Pregnancy outcome in hyperemesis gravidarum – the role of fetal gender

, , , , &
Pages 1753-1757 | Received 06 Mar 2013, Accepted 16 Apr 2013, Published online: 24 May 2013
 

Abstract

Objective: To determine whether the incidence, severity and effects of hyperemesis gravidarum (HEG) are related to fetal gender.

Method: A retrospective study of all pregnant women who were admitted with the diagnosis of HEG between 1994 and 2008 (N = 545). The association between fetal gender and pregnancy outcome in pregnancies complicated by HEG was compared to that of a control group of women with singleton pregnancies matched by maternal age and parity in a 3:1 ratio (N = 1635).

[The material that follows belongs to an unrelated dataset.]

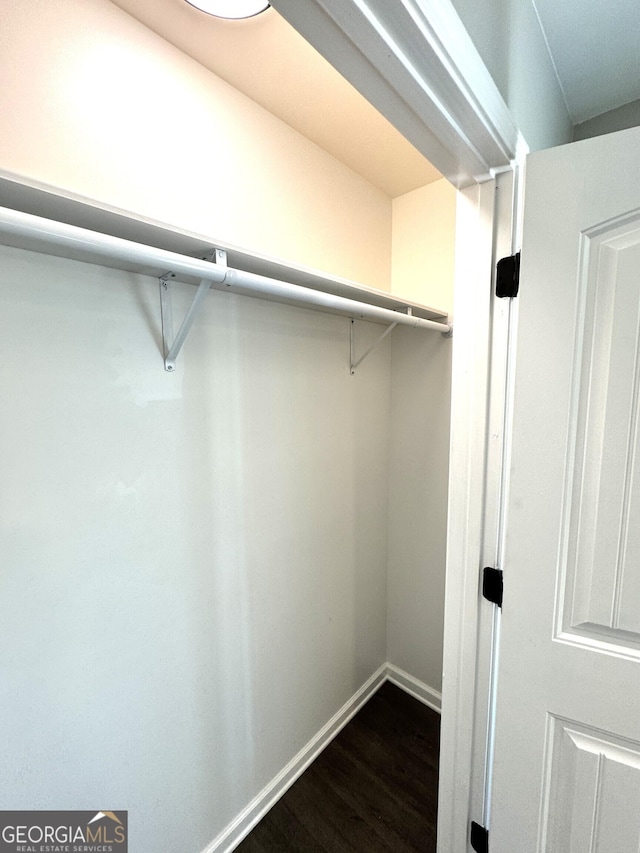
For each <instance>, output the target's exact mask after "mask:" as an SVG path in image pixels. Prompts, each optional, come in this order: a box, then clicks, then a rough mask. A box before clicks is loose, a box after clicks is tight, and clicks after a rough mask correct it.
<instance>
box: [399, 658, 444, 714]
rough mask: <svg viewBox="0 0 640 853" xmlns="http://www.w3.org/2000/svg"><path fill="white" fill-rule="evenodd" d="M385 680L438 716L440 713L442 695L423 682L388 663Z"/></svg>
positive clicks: (441, 705)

Results: Women with HEG with a female fetus were younger (28.2 ± 4.8y versus 29.5 ± 5.5y, p = 0.003), were admitted earlier in pregnancy for HEG (admission < 10w: 62.3% versus 53.4%, p = 0.04), and were more likely to require TPN support (35.6% versus 26.9%, p = 0.03) compared to women with HEG having a male fetus. Compared to controls, women with HEG were more likely to have a female rather than a male fetus (odds ratio (OR) = 1.20) although this difference reached statistical significance only for the subgroup of women with HEG who were admitted prior to 10 weeks of gestation (OR = 1.40, 95%-confidence interval (CI) 1.03–1.70) or who required TPN support (OR = 1.593, 95% CI 1.15–2.0263). The presence of a male fetus in pregnancies complicated by HEG was associated with an increased risk for preterm delivery (OR = 0.49, 95% CI 0.27–0.87), and composite neonatal morbidity (OR = 0.38, 95% CI 0.20–0.74).

Conclusion: Although HEG appears to be more common and more severe in the presence of a female fetus, male fetuses appear to be more susceptible to the adverse effects of HEG on pregnancy outcome.